L. E. Sissman | |
Birth Name: | Louis Edward Sissman |
Birth Date: | 1 January 1928 |
Birth Place: | Detroit, Michigan, U.S. |
Alma Mater: | Harvard University |
Awards: | Golden Rose Award National Book Critics Circle Award for Poetry (1978) |
Louis Edward Sissman (January 1, 1928 Detroit – March 10, 1976) was an American poet and advertising executive.
Sissman was raised in Detroit. He went to private schools, and in 1941 he became a national spelling champion when he won the 17th Scripps National Spelling Bee. He was a Quiz Kid.

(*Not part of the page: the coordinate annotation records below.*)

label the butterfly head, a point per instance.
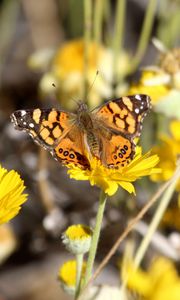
(20, 120)
(82, 107)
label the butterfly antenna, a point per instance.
(91, 86)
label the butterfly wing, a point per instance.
(120, 121)
(55, 131)
(125, 115)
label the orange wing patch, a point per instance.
(71, 149)
(118, 152)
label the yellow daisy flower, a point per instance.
(77, 238)
(67, 72)
(152, 83)
(67, 275)
(110, 179)
(161, 281)
(11, 197)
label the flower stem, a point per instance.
(156, 220)
(79, 264)
(87, 40)
(95, 237)
(98, 17)
(145, 34)
(118, 34)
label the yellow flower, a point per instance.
(162, 83)
(110, 179)
(67, 275)
(161, 281)
(168, 152)
(67, 69)
(11, 197)
(77, 238)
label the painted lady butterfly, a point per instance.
(106, 133)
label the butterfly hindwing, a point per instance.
(107, 133)
(46, 126)
(71, 149)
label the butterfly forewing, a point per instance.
(125, 114)
(46, 126)
(107, 133)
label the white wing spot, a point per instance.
(138, 97)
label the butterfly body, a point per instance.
(106, 133)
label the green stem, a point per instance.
(98, 17)
(118, 34)
(87, 41)
(79, 264)
(156, 220)
(145, 34)
(95, 237)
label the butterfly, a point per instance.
(107, 132)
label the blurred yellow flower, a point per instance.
(110, 179)
(67, 72)
(160, 282)
(162, 83)
(168, 152)
(11, 197)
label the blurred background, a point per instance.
(43, 47)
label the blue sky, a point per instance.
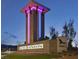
(13, 21)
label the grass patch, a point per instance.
(20, 56)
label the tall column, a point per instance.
(42, 25)
(28, 27)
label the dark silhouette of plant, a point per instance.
(69, 33)
(53, 33)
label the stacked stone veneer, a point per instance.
(49, 46)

Near the end of World War II Sissman entered Harvard. He was expelled but returned, graduating in 1949 as Class Poet.
In the 1950s he worked at Prentice-Hall as a copyeditor in New York City. In the 1960s he worked at odd jobs, including campaigning for John F. Kennedy. Eventually, he was hired by Quinn and Johnson Advertising, in Boston, and he rose to the position of Creative Vice President. He married Anne, and lived in Still River.
In 1965, he discovered he had Hodgkin lymphoma. He fought the disease for a decade. He wrote book reviews and poems for The New Yorker,[1] monthly columns for The Atlantic, and was published in Harper's Magazine.[2]